The company is also researching the combination of smart speed control and geo-fencing tech to limit speeds around schools and hospitals. Traffic accident data from the National Highway and Traffic Safety Administration shows that 25 per cent of all traffic fatalities in the US in 2017 were caused by speeding.
“Volvo is a leader in safety: we always have been and we always will be. Because of our research, we know where the problem areas are when it comes to ending serious injuries and fatalities in our cars. And while a speed limitation is not a cure-all, it’s worth doing if we can even save one life. We want to start a conversation about whether car makers have the right or maybe even an obligation to install technology in cars that change their driver’s behaviour, to tackle things such as speeding, intoxication or distraction. We don’t have a firm answer to this question, but believe we should take leadership in the discussion and be a pioneer.”

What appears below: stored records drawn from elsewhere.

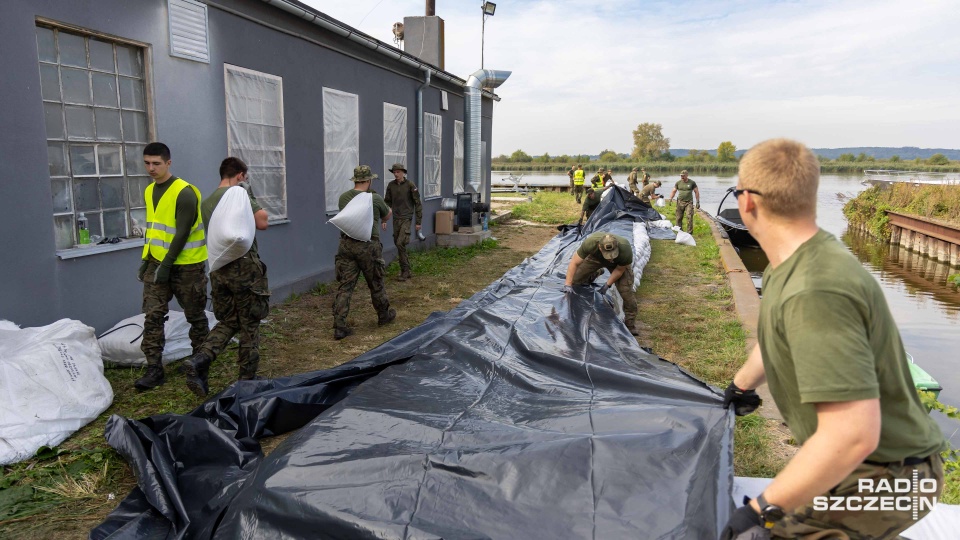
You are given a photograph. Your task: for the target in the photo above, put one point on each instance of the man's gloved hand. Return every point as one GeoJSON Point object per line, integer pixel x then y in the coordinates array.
{"type": "Point", "coordinates": [162, 275]}
{"type": "Point", "coordinates": [741, 521]}
{"type": "Point", "coordinates": [744, 401]}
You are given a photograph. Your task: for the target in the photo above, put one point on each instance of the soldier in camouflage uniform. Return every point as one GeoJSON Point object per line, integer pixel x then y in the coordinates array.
{"type": "Point", "coordinates": [241, 295]}
{"type": "Point", "coordinates": [831, 354]}
{"type": "Point", "coordinates": [404, 201]}
{"type": "Point", "coordinates": [173, 262]}
{"type": "Point", "coordinates": [355, 257]}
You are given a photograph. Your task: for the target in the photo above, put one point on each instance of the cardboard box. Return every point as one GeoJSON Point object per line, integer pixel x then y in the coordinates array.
{"type": "Point", "coordinates": [444, 222]}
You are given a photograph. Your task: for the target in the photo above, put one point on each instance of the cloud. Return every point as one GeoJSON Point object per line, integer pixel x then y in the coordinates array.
{"type": "Point", "coordinates": [832, 73]}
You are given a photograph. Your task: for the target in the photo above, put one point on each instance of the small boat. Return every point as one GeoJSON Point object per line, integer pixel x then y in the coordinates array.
{"type": "Point", "coordinates": [732, 225]}
{"type": "Point", "coordinates": [923, 380]}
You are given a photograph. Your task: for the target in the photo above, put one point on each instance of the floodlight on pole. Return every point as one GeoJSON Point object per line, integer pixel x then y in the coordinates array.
{"type": "Point", "coordinates": [488, 10]}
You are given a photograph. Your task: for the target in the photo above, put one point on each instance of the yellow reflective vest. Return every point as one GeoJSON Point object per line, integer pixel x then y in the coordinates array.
{"type": "Point", "coordinates": [162, 226]}
{"type": "Point", "coordinates": [578, 177]}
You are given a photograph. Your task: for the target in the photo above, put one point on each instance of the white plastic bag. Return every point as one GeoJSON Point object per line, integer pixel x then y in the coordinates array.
{"type": "Point", "coordinates": [121, 344]}
{"type": "Point", "coordinates": [356, 218]}
{"type": "Point", "coordinates": [685, 238]}
{"type": "Point", "coordinates": [232, 228]}
{"type": "Point", "coordinates": [52, 383]}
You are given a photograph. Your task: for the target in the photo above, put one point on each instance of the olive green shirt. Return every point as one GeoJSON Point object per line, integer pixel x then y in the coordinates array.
{"type": "Point", "coordinates": [685, 190]}
{"type": "Point", "coordinates": [380, 209]}
{"type": "Point", "coordinates": [404, 200]}
{"type": "Point", "coordinates": [211, 201]}
{"type": "Point", "coordinates": [827, 335]}
{"type": "Point", "coordinates": [591, 247]}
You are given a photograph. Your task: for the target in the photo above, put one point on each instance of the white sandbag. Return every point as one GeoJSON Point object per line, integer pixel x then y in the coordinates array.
{"type": "Point", "coordinates": [52, 383]}
{"type": "Point", "coordinates": [356, 218]}
{"type": "Point", "coordinates": [232, 228]}
{"type": "Point", "coordinates": [121, 343]}
{"type": "Point", "coordinates": [685, 238]}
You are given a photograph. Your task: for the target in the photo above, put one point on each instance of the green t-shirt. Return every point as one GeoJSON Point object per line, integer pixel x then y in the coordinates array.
{"type": "Point", "coordinates": [591, 247]}
{"type": "Point", "coordinates": [685, 190]}
{"type": "Point", "coordinates": [827, 335]}
{"type": "Point", "coordinates": [380, 209]}
{"type": "Point", "coordinates": [209, 204]}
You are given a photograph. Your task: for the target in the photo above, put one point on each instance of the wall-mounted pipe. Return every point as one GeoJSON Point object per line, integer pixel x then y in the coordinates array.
{"type": "Point", "coordinates": [473, 94]}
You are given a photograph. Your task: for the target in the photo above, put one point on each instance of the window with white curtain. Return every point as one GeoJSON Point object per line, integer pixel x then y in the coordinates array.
{"type": "Point", "coordinates": [255, 134]}
{"type": "Point", "coordinates": [432, 138]}
{"type": "Point", "coordinates": [394, 137]}
{"type": "Point", "coordinates": [341, 143]}
{"type": "Point", "coordinates": [458, 156]}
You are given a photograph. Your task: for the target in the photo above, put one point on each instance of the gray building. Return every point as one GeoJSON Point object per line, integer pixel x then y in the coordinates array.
{"type": "Point", "coordinates": [301, 97]}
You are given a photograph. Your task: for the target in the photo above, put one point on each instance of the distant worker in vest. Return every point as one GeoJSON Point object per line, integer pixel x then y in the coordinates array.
{"type": "Point", "coordinates": [632, 182]}
{"type": "Point", "coordinates": [684, 190]}
{"type": "Point", "coordinates": [590, 203]}
{"type": "Point", "coordinates": [604, 251]}
{"type": "Point", "coordinates": [578, 181]}
{"type": "Point", "coordinates": [241, 294]}
{"type": "Point", "coordinates": [647, 194]}
{"type": "Point", "coordinates": [404, 201]}
{"type": "Point", "coordinates": [830, 352]}
{"type": "Point", "coordinates": [597, 181]}
{"type": "Point", "coordinates": [173, 262]}
{"type": "Point", "coordinates": [356, 257]}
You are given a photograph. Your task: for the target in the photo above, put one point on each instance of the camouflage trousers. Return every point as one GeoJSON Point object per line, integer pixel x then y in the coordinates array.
{"type": "Point", "coordinates": [353, 259]}
{"type": "Point", "coordinates": [241, 297]}
{"type": "Point", "coordinates": [188, 284]}
{"type": "Point", "coordinates": [685, 208]}
{"type": "Point", "coordinates": [591, 268]}
{"type": "Point", "coordinates": [401, 237]}
{"type": "Point", "coordinates": [810, 524]}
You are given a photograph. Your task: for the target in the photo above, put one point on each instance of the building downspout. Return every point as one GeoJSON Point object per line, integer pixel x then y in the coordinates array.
{"type": "Point", "coordinates": [473, 93]}
{"type": "Point", "coordinates": [420, 90]}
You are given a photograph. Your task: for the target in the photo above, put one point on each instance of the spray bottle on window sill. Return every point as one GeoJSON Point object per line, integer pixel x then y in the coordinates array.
{"type": "Point", "coordinates": [83, 230]}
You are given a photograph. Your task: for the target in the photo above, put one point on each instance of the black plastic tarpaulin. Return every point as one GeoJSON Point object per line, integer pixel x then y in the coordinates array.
{"type": "Point", "coordinates": [522, 413]}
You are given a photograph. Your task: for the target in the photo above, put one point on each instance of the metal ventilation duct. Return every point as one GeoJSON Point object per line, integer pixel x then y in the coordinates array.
{"type": "Point", "coordinates": [473, 92]}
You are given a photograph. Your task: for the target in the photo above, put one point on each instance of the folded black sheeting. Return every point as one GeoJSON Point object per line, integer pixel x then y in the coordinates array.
{"type": "Point", "coordinates": [522, 413]}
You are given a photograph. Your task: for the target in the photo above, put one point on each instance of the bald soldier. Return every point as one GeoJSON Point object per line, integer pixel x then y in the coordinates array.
{"type": "Point", "coordinates": [604, 251]}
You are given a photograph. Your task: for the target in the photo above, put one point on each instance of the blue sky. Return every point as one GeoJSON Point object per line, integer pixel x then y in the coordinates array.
{"type": "Point", "coordinates": [828, 73]}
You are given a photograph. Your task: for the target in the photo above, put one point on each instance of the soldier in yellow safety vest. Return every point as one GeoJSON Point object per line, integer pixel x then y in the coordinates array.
{"type": "Point", "coordinates": [173, 261]}
{"type": "Point", "coordinates": [578, 179]}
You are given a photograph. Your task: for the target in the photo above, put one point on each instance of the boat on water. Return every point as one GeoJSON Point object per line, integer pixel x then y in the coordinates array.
{"type": "Point", "coordinates": [885, 177]}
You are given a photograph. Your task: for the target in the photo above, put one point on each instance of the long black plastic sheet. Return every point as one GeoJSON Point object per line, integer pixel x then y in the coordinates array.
{"type": "Point", "coordinates": [522, 413]}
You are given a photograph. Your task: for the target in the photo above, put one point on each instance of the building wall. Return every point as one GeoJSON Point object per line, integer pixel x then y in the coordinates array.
{"type": "Point", "coordinates": [188, 107]}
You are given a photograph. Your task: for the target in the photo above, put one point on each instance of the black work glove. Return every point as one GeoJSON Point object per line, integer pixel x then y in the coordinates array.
{"type": "Point", "coordinates": [744, 401]}
{"type": "Point", "coordinates": [744, 520]}
{"type": "Point", "coordinates": [162, 275]}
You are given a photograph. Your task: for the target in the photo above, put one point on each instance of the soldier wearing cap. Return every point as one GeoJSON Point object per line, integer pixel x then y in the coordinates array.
{"type": "Point", "coordinates": [404, 200]}
{"type": "Point", "coordinates": [685, 189]}
{"type": "Point", "coordinates": [601, 251]}
{"type": "Point", "coordinates": [355, 257]}
{"type": "Point", "coordinates": [632, 181]}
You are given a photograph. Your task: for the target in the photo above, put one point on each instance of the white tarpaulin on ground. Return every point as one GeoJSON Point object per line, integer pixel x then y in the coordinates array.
{"type": "Point", "coordinates": [121, 344]}
{"type": "Point", "coordinates": [51, 385]}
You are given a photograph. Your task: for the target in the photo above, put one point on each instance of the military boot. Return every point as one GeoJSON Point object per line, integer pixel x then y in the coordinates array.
{"type": "Point", "coordinates": [196, 369]}
{"type": "Point", "coordinates": [386, 318]}
{"type": "Point", "coordinates": [151, 379]}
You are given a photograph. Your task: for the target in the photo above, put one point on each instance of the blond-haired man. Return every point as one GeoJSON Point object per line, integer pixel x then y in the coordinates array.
{"type": "Point", "coordinates": [832, 356]}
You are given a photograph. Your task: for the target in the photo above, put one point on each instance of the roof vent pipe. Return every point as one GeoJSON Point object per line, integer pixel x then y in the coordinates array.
{"type": "Point", "coordinates": [473, 91]}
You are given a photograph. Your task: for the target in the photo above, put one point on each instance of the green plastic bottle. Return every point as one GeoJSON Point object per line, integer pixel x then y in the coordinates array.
{"type": "Point", "coordinates": [83, 230]}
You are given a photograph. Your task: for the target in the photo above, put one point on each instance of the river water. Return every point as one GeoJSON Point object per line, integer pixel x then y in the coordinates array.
{"type": "Point", "coordinates": [926, 308]}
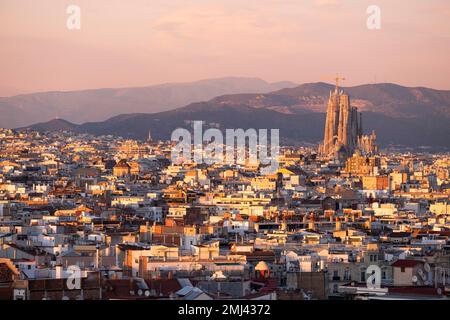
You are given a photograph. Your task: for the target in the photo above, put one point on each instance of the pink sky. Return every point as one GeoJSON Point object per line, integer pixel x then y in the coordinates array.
{"type": "Point", "coordinates": [144, 42]}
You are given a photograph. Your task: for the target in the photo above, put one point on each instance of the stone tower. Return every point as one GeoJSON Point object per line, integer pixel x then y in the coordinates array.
{"type": "Point", "coordinates": [343, 128]}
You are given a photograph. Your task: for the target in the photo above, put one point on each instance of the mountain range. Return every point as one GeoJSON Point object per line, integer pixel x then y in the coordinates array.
{"type": "Point", "coordinates": [400, 115]}
{"type": "Point", "coordinates": [101, 104]}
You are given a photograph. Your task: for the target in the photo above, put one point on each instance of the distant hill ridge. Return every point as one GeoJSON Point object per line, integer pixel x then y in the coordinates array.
{"type": "Point", "coordinates": [400, 115]}
{"type": "Point", "coordinates": [101, 104]}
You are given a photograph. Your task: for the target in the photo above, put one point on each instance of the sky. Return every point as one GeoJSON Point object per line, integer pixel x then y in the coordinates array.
{"type": "Point", "coordinates": [145, 42]}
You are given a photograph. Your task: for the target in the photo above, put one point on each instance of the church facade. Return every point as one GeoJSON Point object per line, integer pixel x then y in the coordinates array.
{"type": "Point", "coordinates": [343, 133]}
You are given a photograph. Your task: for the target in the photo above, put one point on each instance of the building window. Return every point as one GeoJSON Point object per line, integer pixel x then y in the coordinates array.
{"type": "Point", "coordinates": [335, 290]}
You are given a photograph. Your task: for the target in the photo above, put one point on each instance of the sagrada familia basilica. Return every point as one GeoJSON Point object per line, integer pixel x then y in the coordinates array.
{"type": "Point", "coordinates": [343, 129]}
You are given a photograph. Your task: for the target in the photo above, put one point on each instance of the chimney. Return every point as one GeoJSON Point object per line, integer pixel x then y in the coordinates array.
{"type": "Point", "coordinates": [58, 272]}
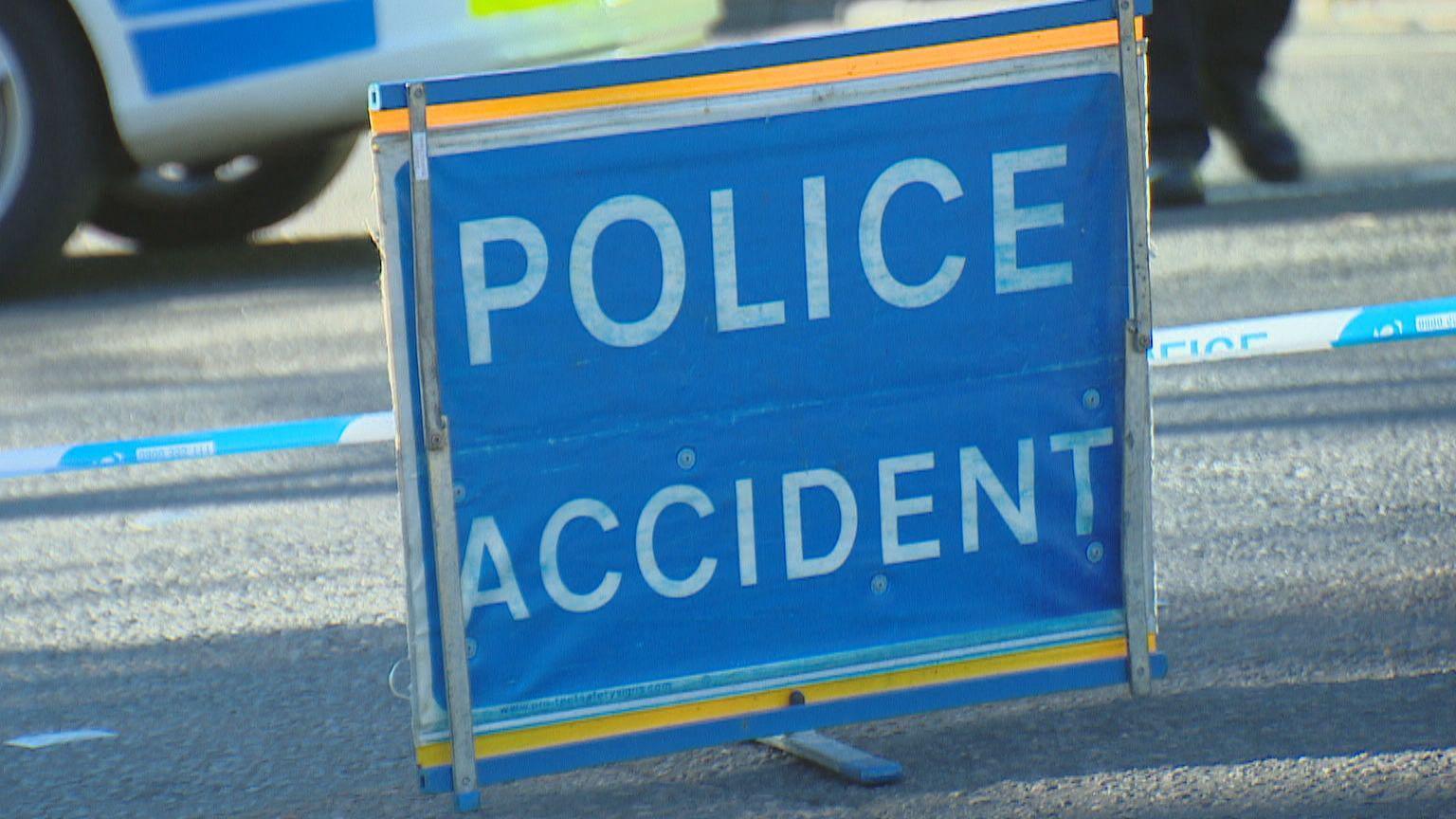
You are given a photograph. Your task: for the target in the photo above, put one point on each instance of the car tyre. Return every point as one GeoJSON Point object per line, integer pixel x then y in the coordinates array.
{"type": "Point", "coordinates": [219, 201]}
{"type": "Point", "coordinates": [51, 135]}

“As humans, we all understand the dangers with snakes, spiders and heights. With speeds, not so much. People often drive too fast in a given traffic situation and have poor speed adaption in relation to that traffic situation and their own capabilities as a driver. We need to support better behaviour and help people realise and understand that speeding is dangerous.”
While many of the top brands these days are into the race for speed and performance, Volvo has become the first manufacturer to take the ballsy move to reduce the speed limit of its cars. This speaks volumes of the brand’s commitment to safety and we appreciate that. It also raises many important questions. Will other car makers around the globe take a leaf out of Volvo’s book and impose similar restrictions? Or should they take initiatives to impart better driving techniques for all their customers? Will it impact sales? This opens a topic for another debate and we would like to know your thoughts on Volvo’s move to impose 180kmph speed limit.
Volvo Cars will present its ideas to tackle the problem areas of intoxication and distraction at a special safety event in Gothenburg, Sweden, on March 20.